From: "Håkon Bugge" <haakon.bugge@oracle.com>
To: linux-rdma@vger.kernel.org, linux-kernel@vger.kernel.org,
netdev@vger.kernel.org, rds-devel@oss.oracle.com
Cc: "Jason Gunthorpe" <jgg@ziepe.ca>,
"Leon Romanovsky" <leon@kernel.org>,
"Saeed Mahameed" <saeedm@nvidia.com>,
"Tariq Toukan" <tariqt@nvidia.com>,
"David S . Miller" <davem@davemloft.net>,
"Eric Dumazet" <edumazet@google.com>,
"Jakub Kicinski" <kuba@kernel.org>,
"Paolo Abeni" <pabeni@redhat.com>, "Tejun Heo" <tj@kernel.org>,
"Lai Jiangshan" <jiangshanlai@gmail.com>,
"Allison Henderson" <allison.henderson@oracle.com>,
"Manjunath Patil" <manjunath.b.patil@oracle.com>,
"Mark Zhang" <markzhang@nvidia.com>,
"Håkon Bugge" <haakon.bugge@oracle.com>,
"Chuck Lever" <chuck.lever@oracle.com>,
"Shiraz Saleem" <shiraz.saleem@intel.com>,
"Yang Li" <yang.lee@linux.alibaba.com>
Subject: [PATCH v3 1/6] workqueue: Inherit per-process allocation flags
Date: Wed, 22 May 2024 15:54:34 +0200 [thread overview]

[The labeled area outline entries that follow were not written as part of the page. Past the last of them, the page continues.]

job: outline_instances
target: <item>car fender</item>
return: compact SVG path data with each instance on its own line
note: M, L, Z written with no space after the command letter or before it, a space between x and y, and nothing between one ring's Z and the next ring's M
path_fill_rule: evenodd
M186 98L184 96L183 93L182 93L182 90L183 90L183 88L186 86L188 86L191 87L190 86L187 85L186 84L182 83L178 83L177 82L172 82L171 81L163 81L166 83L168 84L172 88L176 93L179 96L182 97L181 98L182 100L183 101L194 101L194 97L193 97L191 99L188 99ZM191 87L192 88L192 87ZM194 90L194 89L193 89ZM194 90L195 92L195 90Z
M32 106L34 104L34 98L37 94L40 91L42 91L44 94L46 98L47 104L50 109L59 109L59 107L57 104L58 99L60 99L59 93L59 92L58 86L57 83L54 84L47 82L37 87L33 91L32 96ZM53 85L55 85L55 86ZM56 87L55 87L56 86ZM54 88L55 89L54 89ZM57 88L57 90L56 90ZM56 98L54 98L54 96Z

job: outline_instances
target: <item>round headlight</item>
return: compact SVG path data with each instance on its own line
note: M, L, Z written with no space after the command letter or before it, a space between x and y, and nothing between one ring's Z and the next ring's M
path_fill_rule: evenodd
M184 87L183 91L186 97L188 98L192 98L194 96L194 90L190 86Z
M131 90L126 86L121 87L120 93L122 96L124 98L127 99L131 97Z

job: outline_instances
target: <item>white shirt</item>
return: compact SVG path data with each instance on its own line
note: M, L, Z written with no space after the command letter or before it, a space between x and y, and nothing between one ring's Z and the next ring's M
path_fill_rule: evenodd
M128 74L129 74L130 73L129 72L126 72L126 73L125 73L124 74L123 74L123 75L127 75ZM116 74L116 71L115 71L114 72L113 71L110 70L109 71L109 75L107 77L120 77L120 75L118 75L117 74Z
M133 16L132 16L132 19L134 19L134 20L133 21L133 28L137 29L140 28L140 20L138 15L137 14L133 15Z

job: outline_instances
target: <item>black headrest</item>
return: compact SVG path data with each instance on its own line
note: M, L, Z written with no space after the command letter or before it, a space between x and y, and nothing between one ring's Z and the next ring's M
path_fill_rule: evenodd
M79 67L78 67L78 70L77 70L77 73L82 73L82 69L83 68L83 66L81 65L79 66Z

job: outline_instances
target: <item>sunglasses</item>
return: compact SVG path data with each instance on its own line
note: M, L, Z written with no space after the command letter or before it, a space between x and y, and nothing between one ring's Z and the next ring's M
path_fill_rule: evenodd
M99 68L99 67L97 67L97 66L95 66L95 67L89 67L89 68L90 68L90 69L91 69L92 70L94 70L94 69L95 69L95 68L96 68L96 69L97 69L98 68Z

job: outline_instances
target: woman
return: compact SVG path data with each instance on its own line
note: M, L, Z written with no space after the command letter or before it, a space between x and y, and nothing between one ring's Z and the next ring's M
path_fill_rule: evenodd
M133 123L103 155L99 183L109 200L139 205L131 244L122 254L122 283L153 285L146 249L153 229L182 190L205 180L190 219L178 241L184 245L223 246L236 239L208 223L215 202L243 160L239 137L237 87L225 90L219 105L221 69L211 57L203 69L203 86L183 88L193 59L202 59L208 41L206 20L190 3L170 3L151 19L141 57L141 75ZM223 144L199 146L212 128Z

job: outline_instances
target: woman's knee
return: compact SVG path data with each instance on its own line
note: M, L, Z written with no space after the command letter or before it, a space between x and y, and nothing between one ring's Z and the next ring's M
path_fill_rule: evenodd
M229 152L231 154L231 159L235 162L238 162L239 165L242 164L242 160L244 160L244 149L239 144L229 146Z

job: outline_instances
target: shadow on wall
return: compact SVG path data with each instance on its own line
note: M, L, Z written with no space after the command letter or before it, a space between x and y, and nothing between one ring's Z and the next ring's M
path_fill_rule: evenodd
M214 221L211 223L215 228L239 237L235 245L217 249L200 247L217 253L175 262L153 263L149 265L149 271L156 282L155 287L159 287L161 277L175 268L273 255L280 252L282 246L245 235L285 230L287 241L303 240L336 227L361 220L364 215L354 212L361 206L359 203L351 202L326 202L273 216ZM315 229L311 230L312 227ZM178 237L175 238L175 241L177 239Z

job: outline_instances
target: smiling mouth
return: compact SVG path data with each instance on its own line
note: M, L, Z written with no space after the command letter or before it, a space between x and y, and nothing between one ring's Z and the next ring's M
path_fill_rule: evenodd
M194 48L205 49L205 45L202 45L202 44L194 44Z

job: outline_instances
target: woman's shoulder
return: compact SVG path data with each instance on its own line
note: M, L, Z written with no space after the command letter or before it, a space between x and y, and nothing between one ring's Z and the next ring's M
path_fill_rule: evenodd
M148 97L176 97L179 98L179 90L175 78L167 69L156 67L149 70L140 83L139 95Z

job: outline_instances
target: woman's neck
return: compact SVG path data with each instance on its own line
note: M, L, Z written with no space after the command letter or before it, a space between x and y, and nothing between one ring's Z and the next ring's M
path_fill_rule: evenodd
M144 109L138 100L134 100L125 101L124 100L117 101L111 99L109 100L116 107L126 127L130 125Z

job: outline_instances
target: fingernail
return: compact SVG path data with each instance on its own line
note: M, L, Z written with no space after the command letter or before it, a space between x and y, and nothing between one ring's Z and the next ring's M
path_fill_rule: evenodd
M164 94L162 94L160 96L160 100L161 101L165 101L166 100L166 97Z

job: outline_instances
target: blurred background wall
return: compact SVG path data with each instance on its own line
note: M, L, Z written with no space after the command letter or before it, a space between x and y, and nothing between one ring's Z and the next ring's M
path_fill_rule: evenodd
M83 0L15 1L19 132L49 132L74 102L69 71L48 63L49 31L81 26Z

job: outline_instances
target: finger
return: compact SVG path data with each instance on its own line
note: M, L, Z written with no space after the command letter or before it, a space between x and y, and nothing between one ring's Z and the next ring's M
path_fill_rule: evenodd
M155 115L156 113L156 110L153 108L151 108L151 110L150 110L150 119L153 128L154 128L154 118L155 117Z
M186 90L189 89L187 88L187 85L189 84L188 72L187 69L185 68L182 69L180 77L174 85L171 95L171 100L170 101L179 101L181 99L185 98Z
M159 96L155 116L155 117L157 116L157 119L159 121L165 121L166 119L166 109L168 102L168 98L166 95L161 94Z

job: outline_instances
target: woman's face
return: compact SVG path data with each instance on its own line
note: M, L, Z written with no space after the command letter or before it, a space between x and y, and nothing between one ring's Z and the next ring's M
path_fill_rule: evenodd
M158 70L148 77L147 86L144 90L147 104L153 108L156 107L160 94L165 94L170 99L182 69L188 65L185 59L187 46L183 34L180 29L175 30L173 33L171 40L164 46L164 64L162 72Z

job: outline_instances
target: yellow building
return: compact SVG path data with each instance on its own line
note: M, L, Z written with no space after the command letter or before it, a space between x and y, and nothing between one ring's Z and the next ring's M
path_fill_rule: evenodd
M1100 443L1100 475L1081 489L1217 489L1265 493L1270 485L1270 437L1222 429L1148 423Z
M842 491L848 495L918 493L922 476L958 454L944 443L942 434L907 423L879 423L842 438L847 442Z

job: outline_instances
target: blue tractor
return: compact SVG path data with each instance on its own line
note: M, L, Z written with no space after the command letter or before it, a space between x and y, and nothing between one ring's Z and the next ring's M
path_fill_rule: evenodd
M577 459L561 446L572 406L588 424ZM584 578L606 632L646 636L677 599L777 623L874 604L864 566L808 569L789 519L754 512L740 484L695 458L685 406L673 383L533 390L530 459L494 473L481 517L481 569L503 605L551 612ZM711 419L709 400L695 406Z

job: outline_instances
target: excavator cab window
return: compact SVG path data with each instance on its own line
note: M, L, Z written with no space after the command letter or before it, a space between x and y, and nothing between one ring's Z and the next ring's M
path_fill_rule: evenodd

Message-ID: <20240522135444.1685642-3-haakon.bugge@oracle.com> (raw)
In-Reply-To: <20240522135444.1685642-1-haakon.bugge@oracle.com>
For drivers/modules running inside a memalloc_flags_{save,restore}
region, if a work-queue is created, we make sure work executed on the
work-queue inherits the same flag(s).
This in order to conditionally enable drivers to work aligned with
block I/O devices. This commit makes sure that any work queued later
on work-queues created during module initialization, when current's
flags has any of the PF_MEMALLOC* set, will inherit the same flags.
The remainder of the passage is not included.